A weight hit me, shoving me facedown and flat against the rocks, muffling the
thunk
of harness-metal against rock. The scent—Oscar. I didn't need the warning hand clamped over the exposed side of my mouth, pressing a tiny shard into my lip or the tense mass of him to hold down my legs and torso. Fingertips lifted, then tapped my cheekbone, three and three and three. Was he trying to signal an SOS or tell me nine men were coming?

Voices, definitely, speaking Pakhto. At least two had Arabic accents. Shoes scuffled over the rock and cloth ruffled in the night wind. Then silence. I pictured the men noticing the horses and going into combat mode.

I set my mind to ignore the pointed rocks jabbing into my chest and hips, the buckle biting into my armpit, the metal in my ribs. An hour from now, I'd be really lucky to have only such trivia to notice

Someone close by was roundly scolded for spoiling what might have been tracks. He protested that had there been any, no one could see until morning.

At my back, Oscar seemed to relax, settling for a long wait with his head pillowed on the half-empty water bladder in my assault pack, one hand laid possessively over my face, and his heated weight along my ass and thighs. I had to assume his other hand held his weapon, so he could defend us if we were noticed. My knife hilt dug into my hip bone. Anyone who got too close to shoot would be mine.

The horses were brought closer and admired in Pakhto. My guess was they didn't have the delicate lines an Arab would admire. The horses whickered, and one struck sparks from a stone. Loose shoe nail, probably.

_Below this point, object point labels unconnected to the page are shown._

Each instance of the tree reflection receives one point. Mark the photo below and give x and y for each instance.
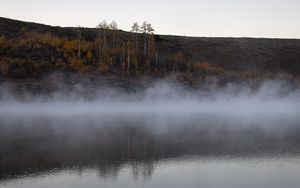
(33, 146)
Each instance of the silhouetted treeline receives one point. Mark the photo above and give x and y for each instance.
(28, 49)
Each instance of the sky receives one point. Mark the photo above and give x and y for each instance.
(211, 18)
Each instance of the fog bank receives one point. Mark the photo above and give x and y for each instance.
(161, 97)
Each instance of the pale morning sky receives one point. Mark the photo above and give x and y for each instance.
(216, 18)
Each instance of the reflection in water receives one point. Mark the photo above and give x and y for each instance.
(149, 151)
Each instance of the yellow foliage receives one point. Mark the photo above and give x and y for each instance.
(103, 68)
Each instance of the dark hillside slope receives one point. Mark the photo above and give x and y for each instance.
(30, 49)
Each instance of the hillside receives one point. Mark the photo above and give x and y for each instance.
(34, 50)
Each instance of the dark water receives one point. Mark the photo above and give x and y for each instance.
(150, 151)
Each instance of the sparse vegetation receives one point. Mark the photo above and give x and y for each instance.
(28, 49)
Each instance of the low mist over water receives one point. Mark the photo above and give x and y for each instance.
(160, 135)
(161, 97)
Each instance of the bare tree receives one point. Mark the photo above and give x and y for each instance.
(149, 28)
(113, 25)
(143, 27)
(135, 27)
(79, 42)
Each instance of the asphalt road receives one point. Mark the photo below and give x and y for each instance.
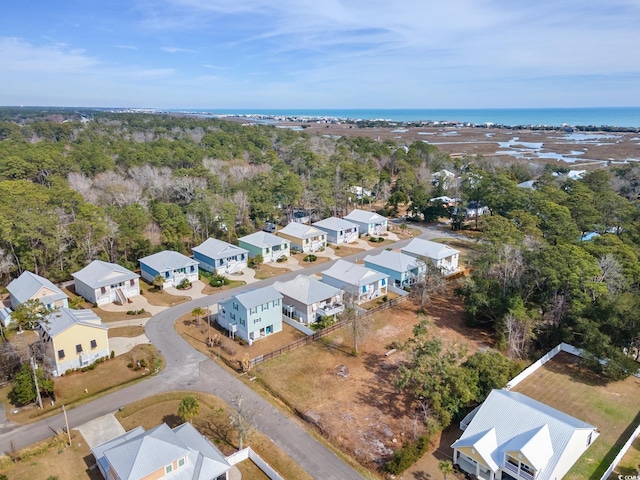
(188, 369)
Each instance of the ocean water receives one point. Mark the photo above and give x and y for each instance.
(601, 116)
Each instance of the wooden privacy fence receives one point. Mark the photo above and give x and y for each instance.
(325, 331)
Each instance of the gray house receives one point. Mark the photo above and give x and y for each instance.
(216, 256)
(103, 282)
(338, 230)
(172, 266)
(308, 299)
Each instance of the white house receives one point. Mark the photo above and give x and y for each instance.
(172, 266)
(511, 436)
(304, 238)
(369, 223)
(361, 282)
(403, 270)
(217, 256)
(162, 452)
(103, 282)
(338, 230)
(309, 299)
(30, 286)
(443, 256)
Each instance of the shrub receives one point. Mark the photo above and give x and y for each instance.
(407, 456)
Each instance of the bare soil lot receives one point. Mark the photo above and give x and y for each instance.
(351, 400)
(612, 407)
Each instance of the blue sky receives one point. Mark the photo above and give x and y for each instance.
(320, 53)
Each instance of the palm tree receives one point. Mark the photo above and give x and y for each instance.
(197, 313)
(188, 409)
(446, 467)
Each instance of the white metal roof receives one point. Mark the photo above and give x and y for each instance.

My face heated. I should have checked their feet while checking the hobbles. Childishly, I noted that Oscar hadn't checked his mount's feet either. Not that it was my horse, or his, any more. Not unless we managed to shoot nine riflemen in the dark without shooting the horses.

Someone murmured a prayer of thanks for the horses. Shoes scuffed over rock.

Then a nasal voice spoke Pakhto, with a Pakistani accent. “American saddles and gear. Why would those Americans abandon them here, not where the helicopter landed or at the
ziarat
?"

A ziarat—a shrine—was close by. Even if we were captured, they would likely take captives to the shrine. I grinned. We could demand sanctuary there. Once the proper demand was made, the enemy would need apostates with bombs to get us out.

We wouldn't be allowed to keep our weapons or leave, though. That was the downside of ziarat sanctuary.